Current penalties for such violations, as outlined in the RESTRICT Act, include up to 20 years in prison, $250,000 in fines and forfeiture of property.

What would be the immediate impact on users if one of the invoices were approved?

“I think the most immediate impact a user would feel is that some apps would just disappear from app stores and some devices would be unavailable,” said Greene, who said that if users already owned a device that was banned, They would likely not be able to receive service for that technology if they owned a Huawei phone that was banned for being made by a Chinese company, for example. In turn, users who have already downloaded the TikTok app on their phones may still be able to use the app to some extent, but would no longer receive software updates and would likely not be available in app stores if the user would like to re-download it.

From a trade point of view, the DATA Act is concerning because it specifically prevents trade transactions with China. This could mean widespread bans on activities such as manufacturing and shipping to and from China, and even prevent companies from hiring anyone who is a Chinese resident or citizen. It’s also important to note that apps and products aren’t the only things the US government may restrict under these regulations. Both bills mention “information”, which could be defined very broadly to prevent access to certain websites or even specific content on social media platforms that are not prohibited entirely, such as Facebook, Twitter and YouTube.

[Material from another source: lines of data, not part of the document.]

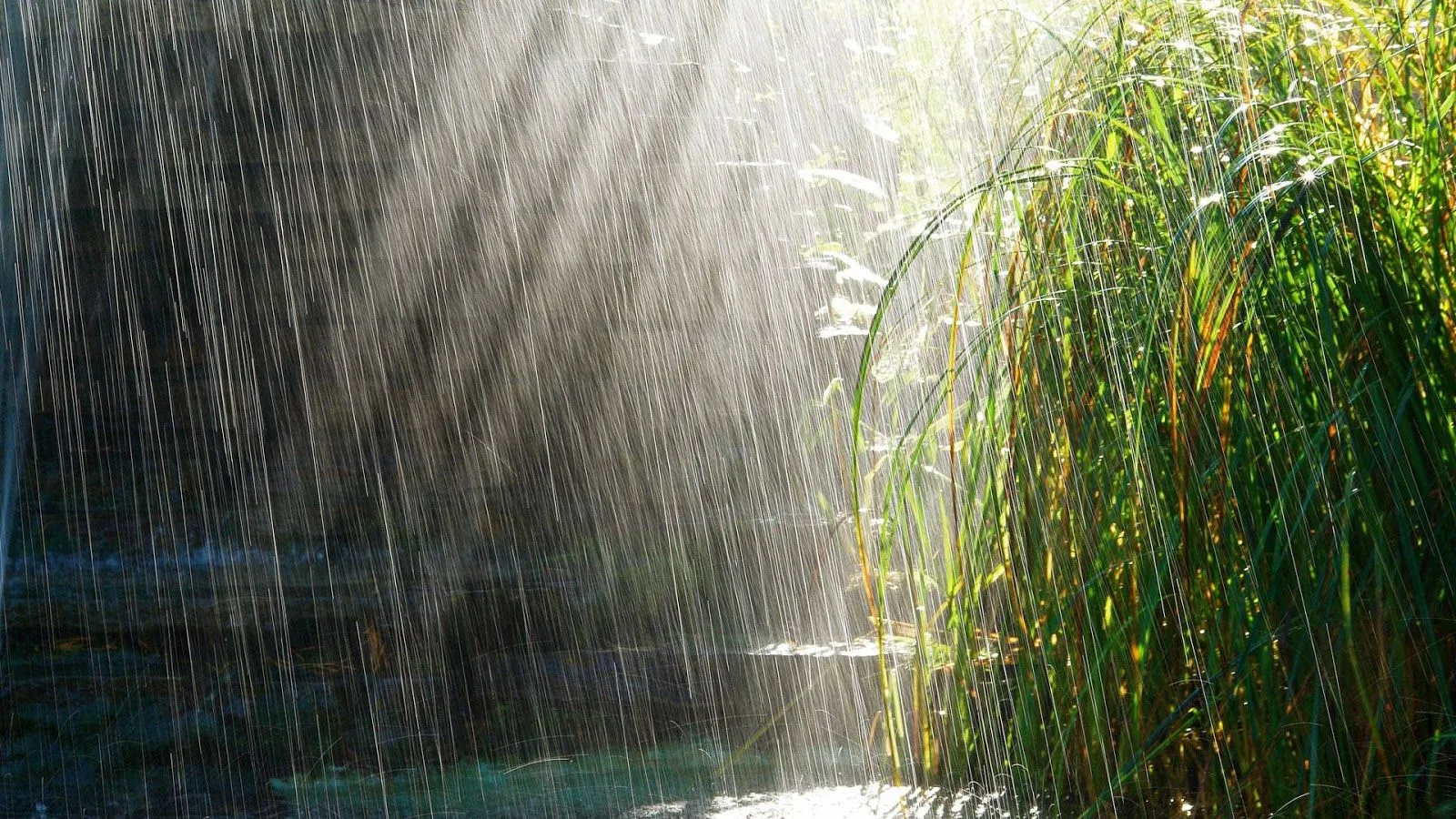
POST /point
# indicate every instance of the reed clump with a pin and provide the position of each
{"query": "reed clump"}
(1183, 489)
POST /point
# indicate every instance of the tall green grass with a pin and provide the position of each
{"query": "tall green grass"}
(1177, 508)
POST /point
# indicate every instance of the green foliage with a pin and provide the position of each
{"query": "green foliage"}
(1200, 389)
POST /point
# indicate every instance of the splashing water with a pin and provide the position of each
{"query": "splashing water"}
(421, 407)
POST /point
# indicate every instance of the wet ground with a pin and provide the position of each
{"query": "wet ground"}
(207, 685)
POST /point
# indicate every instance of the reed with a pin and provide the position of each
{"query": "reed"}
(1178, 504)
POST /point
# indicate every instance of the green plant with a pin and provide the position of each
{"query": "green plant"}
(1187, 472)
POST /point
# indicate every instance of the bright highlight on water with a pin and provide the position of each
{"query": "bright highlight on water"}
(813, 409)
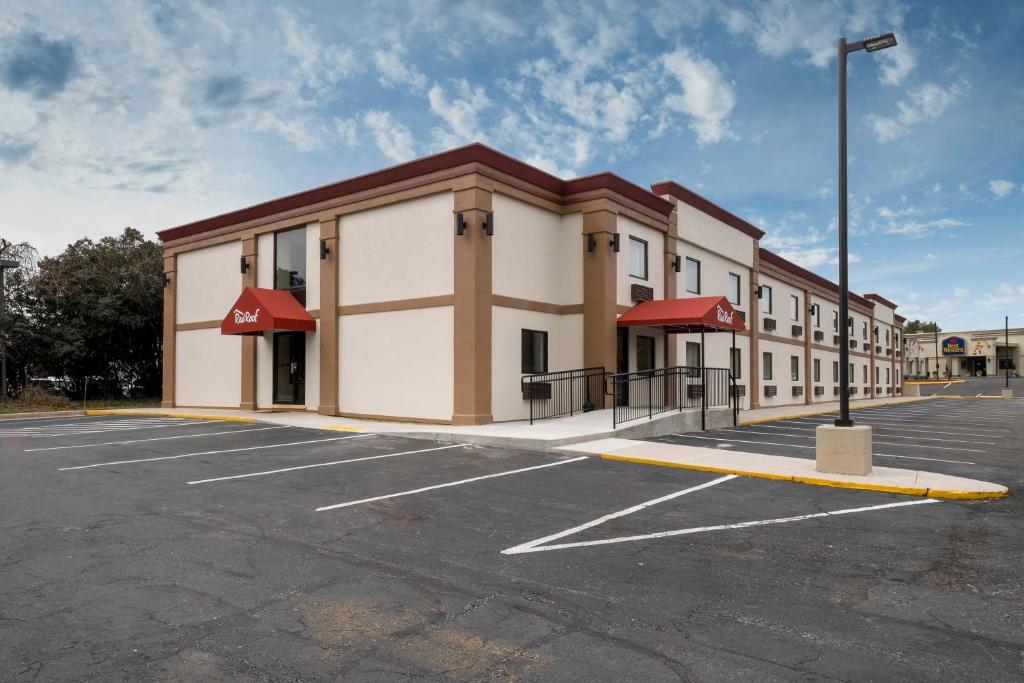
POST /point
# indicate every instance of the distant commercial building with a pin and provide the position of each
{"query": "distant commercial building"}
(426, 291)
(956, 354)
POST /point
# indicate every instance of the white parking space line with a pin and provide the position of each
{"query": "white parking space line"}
(796, 445)
(210, 453)
(336, 462)
(805, 429)
(614, 515)
(450, 483)
(157, 438)
(718, 527)
(873, 442)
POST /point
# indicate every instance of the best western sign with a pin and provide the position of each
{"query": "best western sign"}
(953, 346)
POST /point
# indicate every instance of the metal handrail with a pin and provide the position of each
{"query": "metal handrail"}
(563, 392)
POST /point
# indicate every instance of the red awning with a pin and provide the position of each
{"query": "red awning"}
(684, 315)
(261, 310)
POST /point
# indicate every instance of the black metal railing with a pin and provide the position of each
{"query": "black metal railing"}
(649, 392)
(565, 392)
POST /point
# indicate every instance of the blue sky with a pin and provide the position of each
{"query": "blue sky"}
(153, 114)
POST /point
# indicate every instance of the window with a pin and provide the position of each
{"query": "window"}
(734, 289)
(692, 275)
(535, 351)
(692, 354)
(290, 262)
(638, 258)
(645, 352)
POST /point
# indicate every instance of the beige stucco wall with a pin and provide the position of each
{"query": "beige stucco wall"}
(208, 369)
(536, 254)
(399, 251)
(564, 352)
(655, 260)
(398, 364)
(699, 228)
(208, 282)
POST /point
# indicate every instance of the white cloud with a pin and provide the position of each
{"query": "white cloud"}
(392, 138)
(925, 103)
(707, 97)
(461, 114)
(392, 70)
(1000, 188)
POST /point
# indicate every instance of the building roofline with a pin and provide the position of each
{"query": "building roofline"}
(689, 197)
(445, 160)
(881, 299)
(804, 273)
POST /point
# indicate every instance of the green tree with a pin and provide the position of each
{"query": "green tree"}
(921, 326)
(96, 315)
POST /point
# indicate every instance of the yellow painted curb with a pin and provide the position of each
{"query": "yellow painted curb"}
(905, 491)
(186, 416)
(797, 416)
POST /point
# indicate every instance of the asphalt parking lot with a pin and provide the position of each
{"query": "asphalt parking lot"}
(142, 548)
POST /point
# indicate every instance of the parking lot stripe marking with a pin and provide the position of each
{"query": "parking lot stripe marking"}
(209, 453)
(158, 438)
(719, 527)
(905, 445)
(336, 462)
(920, 438)
(796, 445)
(614, 515)
(451, 483)
(902, 445)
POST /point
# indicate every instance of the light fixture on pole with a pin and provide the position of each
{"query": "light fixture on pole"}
(843, 447)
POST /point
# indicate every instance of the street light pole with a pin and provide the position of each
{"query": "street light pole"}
(870, 45)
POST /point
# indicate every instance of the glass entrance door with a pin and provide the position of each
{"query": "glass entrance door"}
(290, 368)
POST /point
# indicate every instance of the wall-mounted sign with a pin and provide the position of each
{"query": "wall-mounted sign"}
(953, 346)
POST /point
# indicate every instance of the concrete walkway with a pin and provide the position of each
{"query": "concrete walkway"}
(800, 470)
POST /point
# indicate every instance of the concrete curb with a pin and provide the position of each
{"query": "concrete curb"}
(186, 416)
(818, 481)
(41, 414)
(797, 416)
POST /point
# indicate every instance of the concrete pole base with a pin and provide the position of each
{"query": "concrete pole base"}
(843, 450)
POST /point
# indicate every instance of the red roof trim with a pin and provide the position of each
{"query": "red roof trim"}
(881, 299)
(804, 273)
(474, 153)
(686, 196)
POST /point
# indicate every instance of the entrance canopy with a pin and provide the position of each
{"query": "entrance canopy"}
(260, 310)
(684, 315)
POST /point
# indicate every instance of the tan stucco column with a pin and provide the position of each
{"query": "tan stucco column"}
(472, 309)
(754, 393)
(248, 341)
(599, 302)
(170, 321)
(329, 319)
(808, 361)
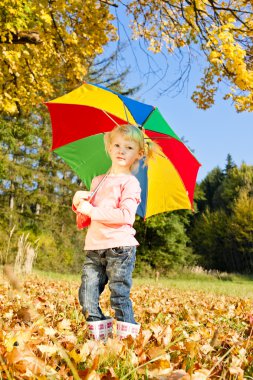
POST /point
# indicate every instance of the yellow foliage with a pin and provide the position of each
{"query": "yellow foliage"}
(44, 42)
(223, 30)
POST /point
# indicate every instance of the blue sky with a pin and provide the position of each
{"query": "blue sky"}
(213, 133)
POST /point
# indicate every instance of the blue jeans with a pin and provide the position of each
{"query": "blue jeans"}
(113, 266)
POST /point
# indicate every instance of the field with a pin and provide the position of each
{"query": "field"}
(199, 327)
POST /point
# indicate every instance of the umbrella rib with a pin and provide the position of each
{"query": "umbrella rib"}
(110, 117)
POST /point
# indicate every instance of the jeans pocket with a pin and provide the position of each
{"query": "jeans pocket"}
(124, 250)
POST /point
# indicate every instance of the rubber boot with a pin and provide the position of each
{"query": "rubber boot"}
(100, 330)
(125, 329)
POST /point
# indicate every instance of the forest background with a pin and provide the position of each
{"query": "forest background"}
(49, 48)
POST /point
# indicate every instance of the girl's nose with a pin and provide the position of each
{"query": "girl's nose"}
(121, 150)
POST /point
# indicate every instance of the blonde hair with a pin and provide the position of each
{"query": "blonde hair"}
(133, 133)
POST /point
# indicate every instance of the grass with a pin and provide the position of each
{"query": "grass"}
(239, 287)
(222, 284)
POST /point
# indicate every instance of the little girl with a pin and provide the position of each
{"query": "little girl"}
(110, 244)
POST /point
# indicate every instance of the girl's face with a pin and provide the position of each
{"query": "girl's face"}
(123, 153)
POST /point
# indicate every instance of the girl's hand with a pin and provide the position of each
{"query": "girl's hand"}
(80, 195)
(84, 207)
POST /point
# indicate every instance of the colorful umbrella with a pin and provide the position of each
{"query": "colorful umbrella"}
(79, 120)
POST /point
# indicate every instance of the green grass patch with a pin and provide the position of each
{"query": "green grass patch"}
(235, 286)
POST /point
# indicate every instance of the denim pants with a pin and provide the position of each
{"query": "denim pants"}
(113, 266)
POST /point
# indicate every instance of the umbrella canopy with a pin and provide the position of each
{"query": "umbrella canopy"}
(80, 119)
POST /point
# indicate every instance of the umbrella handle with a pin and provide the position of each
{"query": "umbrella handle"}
(82, 221)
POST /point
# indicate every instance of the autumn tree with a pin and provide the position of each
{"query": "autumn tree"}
(43, 43)
(221, 30)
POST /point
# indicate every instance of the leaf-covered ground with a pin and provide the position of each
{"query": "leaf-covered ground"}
(185, 335)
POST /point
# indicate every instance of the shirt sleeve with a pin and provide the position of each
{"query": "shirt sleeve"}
(125, 212)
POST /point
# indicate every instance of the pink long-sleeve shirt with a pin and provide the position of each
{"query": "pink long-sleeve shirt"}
(113, 212)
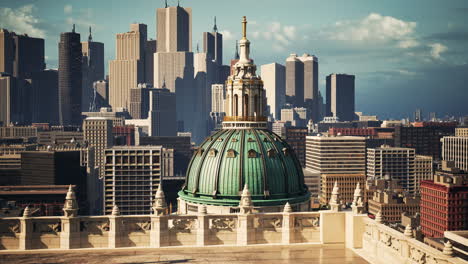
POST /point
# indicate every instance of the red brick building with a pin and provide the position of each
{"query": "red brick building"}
(444, 202)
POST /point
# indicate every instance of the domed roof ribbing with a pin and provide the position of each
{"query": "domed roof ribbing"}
(231, 158)
(244, 152)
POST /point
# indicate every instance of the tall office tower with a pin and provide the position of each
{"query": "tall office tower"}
(234, 60)
(297, 116)
(341, 159)
(273, 76)
(217, 98)
(397, 163)
(461, 132)
(205, 75)
(161, 119)
(132, 177)
(295, 137)
(340, 96)
(163, 112)
(149, 60)
(100, 95)
(182, 150)
(70, 78)
(443, 201)
(7, 101)
(456, 149)
(213, 45)
(418, 115)
(45, 97)
(20, 57)
(173, 63)
(424, 137)
(311, 85)
(391, 203)
(139, 101)
(7, 51)
(423, 170)
(294, 81)
(93, 69)
(217, 106)
(98, 133)
(128, 68)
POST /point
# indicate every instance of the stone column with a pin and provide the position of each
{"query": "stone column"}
(288, 225)
(70, 234)
(115, 229)
(202, 231)
(25, 238)
(244, 223)
(159, 231)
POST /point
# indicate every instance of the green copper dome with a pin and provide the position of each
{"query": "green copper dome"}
(231, 158)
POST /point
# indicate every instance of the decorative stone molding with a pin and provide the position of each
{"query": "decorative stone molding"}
(334, 203)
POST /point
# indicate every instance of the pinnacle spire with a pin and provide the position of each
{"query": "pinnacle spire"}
(90, 37)
(236, 55)
(215, 28)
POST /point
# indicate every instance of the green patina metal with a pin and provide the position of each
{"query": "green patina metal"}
(233, 157)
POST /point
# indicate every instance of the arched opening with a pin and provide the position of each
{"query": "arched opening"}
(257, 107)
(246, 105)
(235, 105)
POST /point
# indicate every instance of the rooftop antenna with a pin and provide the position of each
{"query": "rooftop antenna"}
(90, 38)
(215, 28)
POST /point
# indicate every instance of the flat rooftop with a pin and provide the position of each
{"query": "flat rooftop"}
(294, 254)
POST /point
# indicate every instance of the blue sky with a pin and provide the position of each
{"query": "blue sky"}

What are the alternatives to this type of legislation that would still protect national security?

Greene suggested that a more direct solution to the fear of data being obtained by foreign adversaries would be to pass comprehensive data privacy regulations in the U.S.

“The goal is really to limit how much information companies are able to collect, store and use in the first place, rather than focus on what they do with it after they collect, store and use it,” Greene said.

Furthermore, Greene pointed out that even if the United States passes the DATA Act, the RESTRICT Act or similar legislation, much of the data collected on social media and other Internet platforms is available for purchase through data brokers: “So When we say this is best addressed by comprehensive data privacy legislation, what we’re really saying is: if you’re concerned about companies passing information on to a foreign adversary, then what you would be doing is targeting your regulation at companies in first, not what happens in the backend.”